SERBA SEPUH - Oei Hui Lan adalah mimpi kebanyakan perempuan. Lahir dengan kecantikan menawan Hui Lan dianugerahi limpahan kekayaan. Ayah...

Oei Hui Lan, Romatisme Kelam Wanita Terkaya se Hindia Belanda

SERBA SEPUH - Oei Hui Lan adalah mimpi kebanyakan perempuan. Lahir dengan kecantikan menawan Hui Lan dianugerahi limpahan kekayaan. Ayahnya, Oei Tiong Ham adalah pengusaha candu, kopra, dan gula terkaya se-Asia Tenggara. Di zamannya nama Oei sohor dengan sebutan “Raja Gula Semarang”. Oei, konglomerat pertama Asia Tenggara, bos Kian Gwan Concern yang dijuluki ”Rockefeller Asia”.
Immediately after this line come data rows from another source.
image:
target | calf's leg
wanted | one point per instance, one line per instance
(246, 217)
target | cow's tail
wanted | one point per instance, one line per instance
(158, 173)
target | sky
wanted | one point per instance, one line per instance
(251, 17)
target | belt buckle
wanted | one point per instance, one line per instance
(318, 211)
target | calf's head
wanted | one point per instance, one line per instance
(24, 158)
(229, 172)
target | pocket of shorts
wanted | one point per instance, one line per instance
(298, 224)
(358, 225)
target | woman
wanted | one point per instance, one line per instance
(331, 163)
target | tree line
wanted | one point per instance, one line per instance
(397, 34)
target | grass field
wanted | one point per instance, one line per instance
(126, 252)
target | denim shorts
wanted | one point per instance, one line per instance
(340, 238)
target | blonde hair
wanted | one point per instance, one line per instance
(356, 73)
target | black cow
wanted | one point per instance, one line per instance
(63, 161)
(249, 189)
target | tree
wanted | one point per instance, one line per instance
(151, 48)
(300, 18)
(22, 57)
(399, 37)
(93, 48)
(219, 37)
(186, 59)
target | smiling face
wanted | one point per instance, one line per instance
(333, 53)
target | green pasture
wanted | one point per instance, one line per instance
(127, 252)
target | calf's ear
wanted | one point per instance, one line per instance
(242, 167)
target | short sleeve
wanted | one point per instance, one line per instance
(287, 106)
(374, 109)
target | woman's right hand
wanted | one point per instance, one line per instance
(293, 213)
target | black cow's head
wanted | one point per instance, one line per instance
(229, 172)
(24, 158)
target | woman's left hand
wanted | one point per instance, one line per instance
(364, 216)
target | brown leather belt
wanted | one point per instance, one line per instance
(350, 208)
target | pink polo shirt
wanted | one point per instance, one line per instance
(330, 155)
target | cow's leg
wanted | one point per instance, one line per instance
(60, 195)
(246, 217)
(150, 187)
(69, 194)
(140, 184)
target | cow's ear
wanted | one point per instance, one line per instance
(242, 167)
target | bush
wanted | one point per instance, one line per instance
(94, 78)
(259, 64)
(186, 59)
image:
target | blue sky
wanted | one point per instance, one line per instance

Hui Lan lahir di Semarang, Jawa Tengah, 21 Desember 1889. Ia dibesarkan dalam rumah yang sangat besar. Luasnya mencapai 9.2 hektar dengan gaya arsitektur Eropa dan China. Di rumah Oei terdapat 200 ruangan, dapur, villa pribadi, dan dua paviliun besar. Oei juga membangun kebun binatang pribadi di rumahnya. Demi merawat semua itu, Oei mempekerjakan 40 pembantu rumah tangga, 50 tukang kebun, dan dua koki asal Cina dan Eropa. “Rumah kami mungkin yang terbesar di tanah Jawa. Kantor Gubernur saat itu masih tak sebanding dengan rumah kami,” kenang Hui Lan.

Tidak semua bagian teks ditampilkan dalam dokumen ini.